The Pennsylvania Department of State told PolitiFact that "any accusation that the department has used guidance to circumvent election law is false, and it is well past time to stop arguing over the audited, verified results of the 2020 election. The plans outlined in Project 2025 are a clear attempt to disenfranchise Pennsylvania voters."

The Project 2025 proposal is "shocking" and, if pursued, "would surely chill any election administrator from taking action that is, according to Project 2025, unlawful," said Lisa Marshall Manheim, a University of Washington law professor. "Frankly, just having this proposal in this document likely will have a chilling effect."

Manheim said a remedy already exists for disagreements with election administrators: asking courts for an injunction. Criminally prosecuting officials for this reason "does not have precedent," she said.

Since 2020, election officials have faced high staff turnover amid harassment and threats.

Add a citizenship question to the U.S. Census: Trump pursued this as president before dropping it after the U.S. Supreme Court blocked it.

The federal government uses census population numbers to determine how many U.S. representatives a state has.
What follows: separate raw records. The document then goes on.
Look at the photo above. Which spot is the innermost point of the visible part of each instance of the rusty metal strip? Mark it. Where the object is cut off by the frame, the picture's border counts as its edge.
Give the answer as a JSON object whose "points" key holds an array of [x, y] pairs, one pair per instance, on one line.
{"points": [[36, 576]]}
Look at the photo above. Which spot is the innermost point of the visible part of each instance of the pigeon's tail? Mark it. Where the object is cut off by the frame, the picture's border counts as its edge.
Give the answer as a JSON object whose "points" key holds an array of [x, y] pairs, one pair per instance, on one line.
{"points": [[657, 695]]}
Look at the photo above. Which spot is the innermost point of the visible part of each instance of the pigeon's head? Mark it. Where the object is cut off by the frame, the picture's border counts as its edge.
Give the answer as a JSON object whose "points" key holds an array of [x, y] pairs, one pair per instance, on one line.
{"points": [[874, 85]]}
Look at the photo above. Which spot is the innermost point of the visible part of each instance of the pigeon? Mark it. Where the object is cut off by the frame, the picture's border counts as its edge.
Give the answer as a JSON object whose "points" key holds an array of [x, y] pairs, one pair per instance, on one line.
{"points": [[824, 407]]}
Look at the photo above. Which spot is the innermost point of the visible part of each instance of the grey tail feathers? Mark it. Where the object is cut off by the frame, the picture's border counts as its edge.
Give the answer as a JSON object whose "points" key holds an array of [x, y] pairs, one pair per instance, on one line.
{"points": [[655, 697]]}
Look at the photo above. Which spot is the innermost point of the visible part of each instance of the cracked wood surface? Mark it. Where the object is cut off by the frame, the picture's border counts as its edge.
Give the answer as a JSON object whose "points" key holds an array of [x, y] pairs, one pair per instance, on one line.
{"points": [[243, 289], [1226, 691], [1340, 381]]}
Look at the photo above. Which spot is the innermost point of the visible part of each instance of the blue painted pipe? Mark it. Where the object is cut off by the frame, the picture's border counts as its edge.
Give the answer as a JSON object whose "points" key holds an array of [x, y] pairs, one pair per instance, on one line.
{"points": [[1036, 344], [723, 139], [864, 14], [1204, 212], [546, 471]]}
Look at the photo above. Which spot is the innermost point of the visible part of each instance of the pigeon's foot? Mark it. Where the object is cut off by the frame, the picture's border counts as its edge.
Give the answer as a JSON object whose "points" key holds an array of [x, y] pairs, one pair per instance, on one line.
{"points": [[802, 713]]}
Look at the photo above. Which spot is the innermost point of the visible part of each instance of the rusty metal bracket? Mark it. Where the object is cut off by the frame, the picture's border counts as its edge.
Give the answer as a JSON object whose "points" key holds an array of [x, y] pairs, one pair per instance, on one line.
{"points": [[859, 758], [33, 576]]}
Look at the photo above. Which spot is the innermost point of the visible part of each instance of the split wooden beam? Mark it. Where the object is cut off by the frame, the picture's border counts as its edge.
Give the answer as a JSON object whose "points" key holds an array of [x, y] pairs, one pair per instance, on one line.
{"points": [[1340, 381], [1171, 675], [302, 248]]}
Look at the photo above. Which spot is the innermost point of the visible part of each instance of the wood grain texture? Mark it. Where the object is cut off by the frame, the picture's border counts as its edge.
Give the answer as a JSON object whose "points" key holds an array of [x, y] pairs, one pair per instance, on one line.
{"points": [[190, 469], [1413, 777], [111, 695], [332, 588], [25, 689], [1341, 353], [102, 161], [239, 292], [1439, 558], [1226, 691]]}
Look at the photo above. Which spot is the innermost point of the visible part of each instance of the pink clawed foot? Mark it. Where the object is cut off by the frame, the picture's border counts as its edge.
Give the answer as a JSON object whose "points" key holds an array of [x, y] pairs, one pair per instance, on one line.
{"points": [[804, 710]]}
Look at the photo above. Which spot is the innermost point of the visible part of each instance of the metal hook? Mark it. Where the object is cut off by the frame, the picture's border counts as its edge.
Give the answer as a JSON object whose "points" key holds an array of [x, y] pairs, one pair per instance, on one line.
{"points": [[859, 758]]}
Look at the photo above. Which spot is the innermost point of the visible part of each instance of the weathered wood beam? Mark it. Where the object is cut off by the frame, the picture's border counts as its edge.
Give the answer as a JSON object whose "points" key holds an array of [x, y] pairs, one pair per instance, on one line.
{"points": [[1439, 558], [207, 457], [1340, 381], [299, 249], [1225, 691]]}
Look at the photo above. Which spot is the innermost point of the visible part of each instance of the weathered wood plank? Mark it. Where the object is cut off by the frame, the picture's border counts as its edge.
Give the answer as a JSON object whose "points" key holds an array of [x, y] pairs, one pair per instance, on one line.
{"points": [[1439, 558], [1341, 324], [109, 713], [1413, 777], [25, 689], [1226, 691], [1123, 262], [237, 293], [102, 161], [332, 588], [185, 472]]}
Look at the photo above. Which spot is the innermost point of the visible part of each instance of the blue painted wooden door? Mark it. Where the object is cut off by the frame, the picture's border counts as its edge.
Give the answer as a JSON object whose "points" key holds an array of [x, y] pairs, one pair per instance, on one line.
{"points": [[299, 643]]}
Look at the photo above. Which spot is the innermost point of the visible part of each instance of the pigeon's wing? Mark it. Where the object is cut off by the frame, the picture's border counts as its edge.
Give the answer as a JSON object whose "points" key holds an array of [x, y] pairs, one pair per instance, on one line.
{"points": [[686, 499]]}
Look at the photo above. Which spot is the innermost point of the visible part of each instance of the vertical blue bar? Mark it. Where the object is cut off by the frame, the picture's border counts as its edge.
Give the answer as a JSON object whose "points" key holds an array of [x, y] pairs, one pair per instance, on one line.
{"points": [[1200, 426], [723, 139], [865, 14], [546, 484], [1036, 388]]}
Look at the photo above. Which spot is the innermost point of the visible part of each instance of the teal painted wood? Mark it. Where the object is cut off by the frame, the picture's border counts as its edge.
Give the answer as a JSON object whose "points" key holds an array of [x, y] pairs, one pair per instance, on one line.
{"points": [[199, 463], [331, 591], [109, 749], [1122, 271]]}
Immigrant rights advocates, including the American Civil Liberties Union, said that adding the citizenship question would reduce response rates among immigrants, including those who are U.S. citizens.

A 2019 U.S. Census Bureau paper found that adding the citizenship question would likely reduce responses of households that include a noncitizen by up to 8%. The bureau pointed to previous research showing that those households may provide inaccurate information, skip the question or not respond; some people don’t answer because they fear their answers will be shared with federal agencies that will use the information against them.

The American Community Survey, the census survey sent annually to U.S. households, includes a citizenship question.

"So if adding a citizenship question is somehow denying voting rights, a ridiculous proposition, then the Biden-Harris administration is engaging in such behavior with its current use of the American Community Survey," Spakovsky said in a statement to PolitiFact.

Sophia Lin Lakin, director of the ACLU’s Voting Rights Project, said 2% of American families receive the American Community Survey, rather than everyone, so it can be statistically adjusted. Having the question on the survey isn’t the same as the census, which is a count and not a sampling.

What is Trump’s plan?
We don’t know which Project 2025 provisions a Trump administration might apply that could affect voting protections.

Trump has made promises about election practices that are in state, not federal, laws, such as requiring voter ID at the polls, even though most states already require it, and promising paper ballots, although most Americans already use them.

As president, he emphasized investigating voter fraud during his 2016 campaign. He also formed a commission to investigate voter fraud, but it disbanded without proving his claims.